Tom Ross, a Clarksdale attorney who represents the Coahoma County Board of Supervisors, asked Hood for the opinion. Ross said the discrepancy became an issue during and after last spring’s record-breaking Mississippi River flood. The floodwaters, which reached levels unseen since 1927, inundated the Mississippi Delta, destroying homes, farm land, wildlife sanctuaries, businesses, and ran up a damage tab in Mississippi alone that early estimates show will reach into the billions.

Ross said the conflict between Mississippi law and FEMA’s rules pertaining to hunting and fishing camps only added to the confusion.

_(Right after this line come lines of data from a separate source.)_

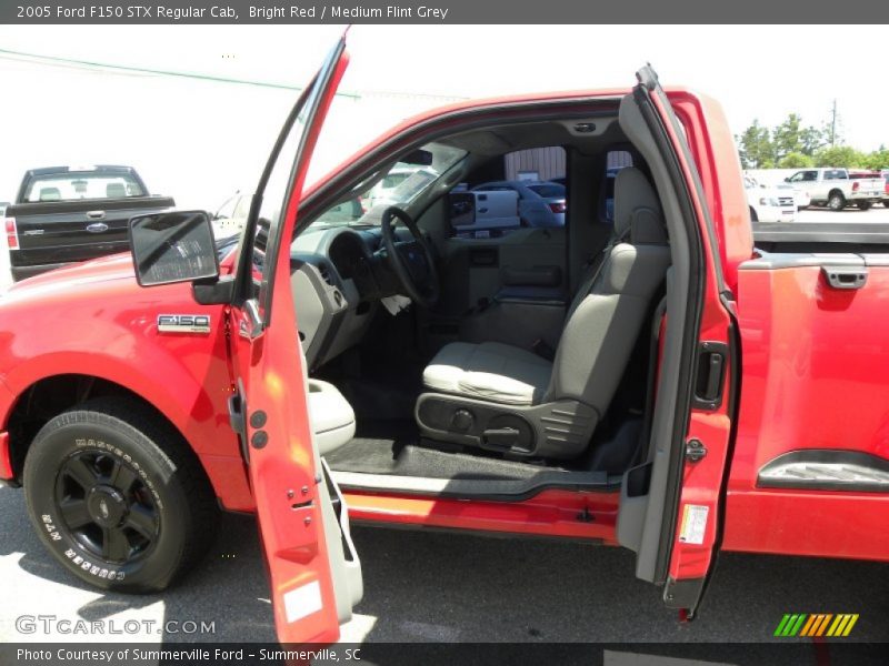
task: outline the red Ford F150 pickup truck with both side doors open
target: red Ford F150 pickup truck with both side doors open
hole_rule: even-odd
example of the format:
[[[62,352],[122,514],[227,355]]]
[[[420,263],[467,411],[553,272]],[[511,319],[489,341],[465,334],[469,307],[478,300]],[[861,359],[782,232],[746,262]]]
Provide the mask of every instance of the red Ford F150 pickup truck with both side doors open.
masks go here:
[[[692,616],[720,551],[889,558],[882,245],[755,246],[722,111],[649,68],[439,109],[306,189],[347,62],[300,97],[239,239],[142,215],[132,255],[0,299],[0,477],[67,569],[161,589],[218,505],[256,512],[278,636],[306,643],[361,597],[349,518],[619,545]],[[563,228],[453,233],[450,190],[549,145]],[[436,175],[326,218],[410,165]]]

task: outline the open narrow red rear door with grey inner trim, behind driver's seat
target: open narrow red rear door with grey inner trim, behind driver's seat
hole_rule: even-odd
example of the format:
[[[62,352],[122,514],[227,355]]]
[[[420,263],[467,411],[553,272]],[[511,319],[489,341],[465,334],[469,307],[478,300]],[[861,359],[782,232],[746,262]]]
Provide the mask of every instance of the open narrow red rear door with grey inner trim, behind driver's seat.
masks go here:
[[[697,245],[697,258],[688,270],[689,293],[678,296],[688,299],[685,326],[673,325],[681,336],[675,349],[681,344],[682,351],[665,357],[659,373],[648,455],[623,476],[618,541],[637,553],[636,575],[662,585],[665,604],[693,617],[721,538],[738,372],[736,329],[689,134],[653,70],[646,67],[637,78],[633,101],[662,158],[686,228],[693,224],[690,244]],[[683,113],[699,110],[693,95],[678,99]],[[668,293],[668,321],[672,316],[673,324],[681,323],[669,300]]]

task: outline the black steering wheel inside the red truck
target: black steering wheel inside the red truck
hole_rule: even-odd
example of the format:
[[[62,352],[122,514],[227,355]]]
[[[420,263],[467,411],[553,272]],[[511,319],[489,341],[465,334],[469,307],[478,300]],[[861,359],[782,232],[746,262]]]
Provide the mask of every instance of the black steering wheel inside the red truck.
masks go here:
[[[410,241],[399,241],[394,232],[394,221],[400,220],[413,236]],[[400,208],[390,206],[382,213],[382,244],[392,272],[414,303],[430,307],[438,302],[439,282],[434,258],[429,242],[411,216]]]

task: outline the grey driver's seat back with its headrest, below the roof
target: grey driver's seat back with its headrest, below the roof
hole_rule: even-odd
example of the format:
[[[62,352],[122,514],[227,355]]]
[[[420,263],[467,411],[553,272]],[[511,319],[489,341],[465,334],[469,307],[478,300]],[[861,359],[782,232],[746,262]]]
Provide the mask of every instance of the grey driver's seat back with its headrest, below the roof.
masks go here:
[[[568,311],[545,400],[577,400],[605,414],[670,266],[663,213],[641,171],[615,181],[615,233]]]

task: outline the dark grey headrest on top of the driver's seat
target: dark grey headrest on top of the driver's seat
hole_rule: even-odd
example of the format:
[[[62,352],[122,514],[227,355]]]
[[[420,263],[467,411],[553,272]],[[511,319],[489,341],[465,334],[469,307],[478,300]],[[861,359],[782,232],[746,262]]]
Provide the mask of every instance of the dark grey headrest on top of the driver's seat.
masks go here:
[[[655,188],[641,171],[628,167],[615,178],[615,233],[630,243],[667,243],[663,211]]]

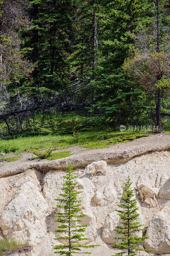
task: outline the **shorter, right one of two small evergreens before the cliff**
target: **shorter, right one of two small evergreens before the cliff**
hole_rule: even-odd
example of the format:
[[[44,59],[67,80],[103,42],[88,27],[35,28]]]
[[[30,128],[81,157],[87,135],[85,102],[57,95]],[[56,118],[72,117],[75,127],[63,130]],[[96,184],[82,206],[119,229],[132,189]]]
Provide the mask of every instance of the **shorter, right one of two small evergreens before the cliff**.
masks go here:
[[[128,255],[134,256],[137,255],[136,251],[151,251],[146,250],[143,248],[140,248],[138,244],[142,243],[147,236],[138,237],[134,236],[135,232],[146,230],[146,228],[141,228],[140,222],[137,221],[138,216],[140,215],[137,213],[137,210],[139,209],[137,207],[137,199],[133,199],[134,197],[134,189],[131,188],[132,182],[130,181],[130,178],[128,176],[128,179],[126,180],[126,183],[124,183],[123,188],[123,196],[122,196],[122,204],[118,204],[119,208],[121,210],[115,210],[118,212],[118,215],[121,217],[122,222],[120,222],[122,225],[117,226],[115,228],[115,231],[118,234],[123,234],[123,237],[114,237],[117,240],[122,240],[122,243],[115,244],[112,246],[112,248],[117,248],[120,250],[128,250]],[[115,255],[123,255],[127,252],[119,252]]]

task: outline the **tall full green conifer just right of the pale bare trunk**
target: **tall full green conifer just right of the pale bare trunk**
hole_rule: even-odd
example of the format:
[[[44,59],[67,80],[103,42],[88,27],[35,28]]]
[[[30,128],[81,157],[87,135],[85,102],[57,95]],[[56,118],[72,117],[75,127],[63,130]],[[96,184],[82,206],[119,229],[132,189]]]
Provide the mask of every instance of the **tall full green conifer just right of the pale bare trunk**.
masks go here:
[[[106,110],[103,120],[110,124],[139,124],[146,109],[145,95],[135,83],[125,80],[122,64],[128,57],[139,22],[148,15],[147,1],[101,0],[102,18],[98,36],[100,60],[97,79],[90,86],[95,91],[96,107]]]

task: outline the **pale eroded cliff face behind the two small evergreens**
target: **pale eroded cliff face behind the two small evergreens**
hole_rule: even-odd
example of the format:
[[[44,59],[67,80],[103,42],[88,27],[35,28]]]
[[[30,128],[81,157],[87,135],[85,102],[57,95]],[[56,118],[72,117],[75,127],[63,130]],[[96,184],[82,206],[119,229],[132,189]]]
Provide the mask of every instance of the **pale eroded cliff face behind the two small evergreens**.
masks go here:
[[[61,168],[62,169],[62,168]],[[107,174],[98,173],[91,179],[85,168],[76,169],[77,189],[82,202],[82,213],[87,216],[82,224],[88,225],[85,244],[101,244],[92,248],[92,256],[113,255],[116,250],[110,246],[117,243],[113,236],[120,219],[115,209],[122,196],[122,184],[129,175],[135,183],[145,183],[157,188],[158,206],[149,208],[147,199],[142,204],[136,193],[139,207],[139,221],[148,227],[144,244],[154,249],[152,254],[170,253],[170,151],[154,152],[135,157],[127,163],[107,164]],[[35,169],[0,179],[0,236],[28,240],[32,255],[54,255],[53,246],[59,244],[60,234],[54,232],[56,201],[62,193],[63,170],[50,170],[46,174]],[[142,236],[142,233],[136,234]],[[147,253],[139,253],[147,254]],[[150,255],[152,255],[150,254]],[[148,253],[149,255],[149,253]],[[170,254],[169,254],[170,255]]]

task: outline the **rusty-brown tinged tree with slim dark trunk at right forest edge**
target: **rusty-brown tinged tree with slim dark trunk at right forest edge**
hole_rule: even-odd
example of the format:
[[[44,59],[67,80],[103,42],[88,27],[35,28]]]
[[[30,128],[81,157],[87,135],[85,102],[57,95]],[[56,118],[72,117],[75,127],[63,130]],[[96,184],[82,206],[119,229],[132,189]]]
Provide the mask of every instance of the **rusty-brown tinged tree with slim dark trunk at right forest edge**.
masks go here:
[[[155,95],[156,120],[161,131],[161,94],[170,90],[170,12],[167,0],[151,4],[152,17],[149,24],[141,26],[135,38],[134,51],[123,65],[128,79],[142,86],[143,90]],[[167,94],[168,95],[168,94]]]

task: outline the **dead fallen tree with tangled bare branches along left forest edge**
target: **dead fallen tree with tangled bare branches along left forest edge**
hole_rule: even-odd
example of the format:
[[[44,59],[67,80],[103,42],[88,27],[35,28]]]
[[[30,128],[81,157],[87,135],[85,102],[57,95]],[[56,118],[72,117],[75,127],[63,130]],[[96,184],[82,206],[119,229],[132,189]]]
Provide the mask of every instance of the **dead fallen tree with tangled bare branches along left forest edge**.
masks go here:
[[[93,104],[74,103],[72,98],[62,94],[48,94],[44,97],[41,93],[38,96],[19,95],[10,100],[10,97],[0,101],[0,135],[18,134],[20,131],[32,130],[37,122],[43,128],[48,116],[52,119],[58,113],[89,113],[86,108]],[[100,113],[100,110],[97,110]],[[36,117],[36,118],[35,118]],[[38,121],[37,121],[38,120]]]

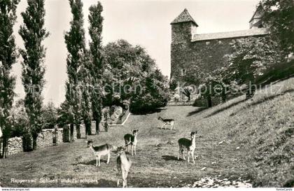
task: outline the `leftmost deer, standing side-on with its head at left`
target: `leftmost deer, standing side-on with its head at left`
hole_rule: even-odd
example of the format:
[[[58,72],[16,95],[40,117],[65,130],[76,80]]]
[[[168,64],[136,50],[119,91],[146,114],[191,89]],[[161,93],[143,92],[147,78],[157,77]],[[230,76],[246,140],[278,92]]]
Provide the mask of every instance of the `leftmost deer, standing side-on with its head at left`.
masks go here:
[[[107,155],[107,162],[106,164],[109,164],[110,160],[110,153],[111,150],[113,149],[113,146],[109,144],[104,144],[102,146],[93,146],[92,145],[93,140],[87,141],[87,146],[90,147],[90,149],[93,151],[94,155],[96,156],[96,167],[100,167],[100,157]]]

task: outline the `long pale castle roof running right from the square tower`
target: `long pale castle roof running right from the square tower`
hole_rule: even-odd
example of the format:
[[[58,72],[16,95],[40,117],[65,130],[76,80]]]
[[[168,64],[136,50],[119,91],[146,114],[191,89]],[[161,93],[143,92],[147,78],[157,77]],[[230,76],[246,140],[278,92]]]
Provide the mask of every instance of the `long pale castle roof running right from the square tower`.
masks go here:
[[[210,33],[210,34],[195,34],[192,38],[192,42],[209,41],[209,40],[223,39],[223,38],[261,36],[265,34],[268,34],[268,30],[265,28],[247,29],[247,30],[241,30],[241,31],[218,32],[218,33]]]

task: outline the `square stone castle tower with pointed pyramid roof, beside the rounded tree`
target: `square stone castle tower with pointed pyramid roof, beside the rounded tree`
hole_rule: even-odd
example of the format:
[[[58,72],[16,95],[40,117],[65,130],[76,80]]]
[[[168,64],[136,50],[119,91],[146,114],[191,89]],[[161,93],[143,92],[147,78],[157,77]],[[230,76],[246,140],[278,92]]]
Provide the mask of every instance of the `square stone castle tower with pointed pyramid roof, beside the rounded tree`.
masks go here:
[[[198,24],[185,8],[183,12],[174,19],[172,25],[172,47],[171,47],[171,79],[182,81],[186,75],[186,68],[182,66],[183,60],[190,45],[193,35],[196,34]],[[183,79],[183,81],[185,81]]]

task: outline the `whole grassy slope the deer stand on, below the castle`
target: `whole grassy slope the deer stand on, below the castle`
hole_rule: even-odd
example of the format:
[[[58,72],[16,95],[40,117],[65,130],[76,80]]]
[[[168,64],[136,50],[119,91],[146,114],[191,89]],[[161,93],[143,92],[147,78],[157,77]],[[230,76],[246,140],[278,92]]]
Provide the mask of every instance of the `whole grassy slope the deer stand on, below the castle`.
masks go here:
[[[216,177],[214,186],[290,186],[294,180],[294,78],[256,92],[252,100],[237,97],[214,108],[169,106],[158,113],[131,115],[125,127],[91,136],[97,145],[123,145],[123,135],[139,129],[137,156],[128,178],[130,187],[195,187],[205,178]],[[157,120],[174,118],[176,130],[159,129]],[[176,159],[177,140],[197,130],[196,164]],[[220,143],[221,142],[221,143]],[[60,146],[19,153],[0,160],[0,182],[6,186],[116,187],[116,154],[110,164],[95,167],[85,139]],[[205,167],[205,168],[204,168]],[[34,179],[36,183],[11,183],[10,178]],[[39,178],[58,178],[41,183]],[[61,183],[62,178],[94,179],[97,183]]]

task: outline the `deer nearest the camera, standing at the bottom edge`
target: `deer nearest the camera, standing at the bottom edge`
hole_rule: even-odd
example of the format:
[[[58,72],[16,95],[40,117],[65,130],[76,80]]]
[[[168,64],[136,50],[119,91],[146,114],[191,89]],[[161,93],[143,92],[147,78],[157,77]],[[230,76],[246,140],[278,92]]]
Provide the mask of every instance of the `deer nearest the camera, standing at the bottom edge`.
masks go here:
[[[118,177],[120,173],[123,176],[123,188],[127,187],[127,175],[129,174],[130,167],[132,166],[132,161],[125,155],[125,148],[118,148],[118,159],[116,160],[118,164]],[[120,178],[118,178],[118,186],[120,185]]]

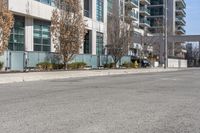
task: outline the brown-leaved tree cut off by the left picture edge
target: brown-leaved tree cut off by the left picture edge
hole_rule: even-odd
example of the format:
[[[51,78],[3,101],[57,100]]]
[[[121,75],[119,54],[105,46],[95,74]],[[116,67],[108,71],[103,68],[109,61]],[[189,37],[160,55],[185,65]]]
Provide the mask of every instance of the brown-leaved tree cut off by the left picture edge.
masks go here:
[[[13,24],[13,14],[8,10],[7,1],[0,0],[0,54],[8,48],[8,41]]]

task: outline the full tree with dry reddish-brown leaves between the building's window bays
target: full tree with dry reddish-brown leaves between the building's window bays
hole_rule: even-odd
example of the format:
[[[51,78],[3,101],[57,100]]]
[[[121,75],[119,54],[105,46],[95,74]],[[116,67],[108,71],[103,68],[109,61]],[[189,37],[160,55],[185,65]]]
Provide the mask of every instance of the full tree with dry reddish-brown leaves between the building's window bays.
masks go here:
[[[55,0],[51,34],[56,52],[64,60],[65,68],[75,54],[79,53],[85,35],[85,22],[80,0]]]

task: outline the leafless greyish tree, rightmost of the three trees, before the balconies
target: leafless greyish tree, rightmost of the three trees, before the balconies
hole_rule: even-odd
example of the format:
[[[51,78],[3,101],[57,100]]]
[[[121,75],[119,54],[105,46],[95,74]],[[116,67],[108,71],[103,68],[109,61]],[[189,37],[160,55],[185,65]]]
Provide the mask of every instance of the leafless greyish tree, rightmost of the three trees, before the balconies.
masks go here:
[[[127,12],[127,11],[126,11]],[[123,16],[124,17],[124,16]],[[115,67],[117,62],[128,54],[129,46],[133,42],[132,33],[133,26],[131,18],[124,18],[119,10],[117,0],[112,1],[112,11],[108,16],[107,31],[108,31],[108,54],[112,56]]]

“The law was not as clear as I would have liked,” Ross said in an interview with the Mississippi Business Journal. “It needs to be clarified. Cities and counties were kind of caught in the middle.”

Hood said in a press release issued by his office that if Congress fails to clarify the difference in state law and FEMA rules, he would at least consider turning to the court system for a remedy.

Until then, Ross said counties trying to make sense of which rules to follow will have to sit and wait.

“We’d be happy to offer any assistance we could, and we could certainly offer some real-world examples of how this is a problem, but the policy-making side of it would have to happen at the state level,” he said.

FEMA officials did not respond to request for comment by the time the MBJ went to press last week.